It didn’t bother me that we didn’t find out the basics about each other. I didn’t know where Ladybird lived. Or whether they had a day job. They didn’t know that I was allergic to cats and strawberries. That I spent years in foster homes. That my mother was crazy and my father a cliche abusive drunk. That I was raped when I was fifteen and then again when I was thirty. We didn’t know who we’d vote for or even if we voted. I tried to assume that there was someone else and that’s why they never stayed, but I never wanted them to stay and there wasn’t anyone else for me. It felt good not knowing. When I’d run my finger down the scar on their back that ran from their left shoulder down diagonally to their right thigh feeling the soft pink raised skin like silk on my fingertips, they’d say nothing. I’d asked nothing. I wondered, then didn’t wonder, about what secrets were locked away inside.

 

Eventually our Italian improved. Eventually, I found out things. I found out about their love of turkey recipes; that business with the slot machines; that they’d watched all the Godzilla movies at least twice. They started showing up more nights and sleeping over on the weekend. The whole time we’d talk in Italian.

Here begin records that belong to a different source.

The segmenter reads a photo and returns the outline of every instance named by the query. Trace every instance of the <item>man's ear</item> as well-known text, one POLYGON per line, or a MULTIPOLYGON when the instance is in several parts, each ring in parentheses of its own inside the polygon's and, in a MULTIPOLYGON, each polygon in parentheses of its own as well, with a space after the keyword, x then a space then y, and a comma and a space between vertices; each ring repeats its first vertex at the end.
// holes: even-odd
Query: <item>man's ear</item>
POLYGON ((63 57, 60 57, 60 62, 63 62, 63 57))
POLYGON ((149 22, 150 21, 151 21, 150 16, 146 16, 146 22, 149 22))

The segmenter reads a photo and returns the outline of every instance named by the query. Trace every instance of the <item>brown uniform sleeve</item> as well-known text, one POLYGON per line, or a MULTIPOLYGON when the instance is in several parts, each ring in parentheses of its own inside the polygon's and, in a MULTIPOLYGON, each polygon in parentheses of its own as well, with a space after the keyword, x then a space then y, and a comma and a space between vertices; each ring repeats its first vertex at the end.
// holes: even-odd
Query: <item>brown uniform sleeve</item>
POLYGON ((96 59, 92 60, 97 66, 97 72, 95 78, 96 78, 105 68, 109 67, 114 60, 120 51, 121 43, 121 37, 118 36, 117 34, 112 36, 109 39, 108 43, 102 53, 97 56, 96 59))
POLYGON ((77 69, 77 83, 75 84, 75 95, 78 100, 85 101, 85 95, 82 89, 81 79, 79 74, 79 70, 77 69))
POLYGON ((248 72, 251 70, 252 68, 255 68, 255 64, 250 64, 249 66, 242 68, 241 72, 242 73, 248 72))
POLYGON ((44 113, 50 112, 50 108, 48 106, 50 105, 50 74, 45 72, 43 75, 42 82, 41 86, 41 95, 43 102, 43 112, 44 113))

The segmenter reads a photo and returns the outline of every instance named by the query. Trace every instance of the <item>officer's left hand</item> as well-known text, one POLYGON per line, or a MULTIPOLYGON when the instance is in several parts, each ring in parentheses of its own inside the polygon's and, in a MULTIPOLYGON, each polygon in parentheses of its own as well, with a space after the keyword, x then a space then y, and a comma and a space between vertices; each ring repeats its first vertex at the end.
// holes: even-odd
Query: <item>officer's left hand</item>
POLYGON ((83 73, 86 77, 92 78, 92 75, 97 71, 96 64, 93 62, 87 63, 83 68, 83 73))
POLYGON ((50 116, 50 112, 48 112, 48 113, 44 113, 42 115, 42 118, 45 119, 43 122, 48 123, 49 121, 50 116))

When we went out I felt like we were Italian tourists. It felt like something. Who we were outside of our new Italian lives didn’t matter to either of us.

 

Then the class ended and Ladybird went away. They said nothing before and no word came after. When the next Italian class started they weren’t there. It took me weeks to ask the teacher if they knew of their whereabouts. They told me that they thought you had moved to Italy, but they couldn’t be too sure. I tried to imagine you on a plane with stewards in real Italian accents, with little Italian flags pinned to their lapels offering you a vino or a biero. I tried to wonder where you went, if you did go to Italy. But for some reason, I didn’t care. Ladybirds aren’t supposed to last more than one season anyways. You weren’t a bug, or a bird or a beetle. I don’t know what you were. I don’t know what I am.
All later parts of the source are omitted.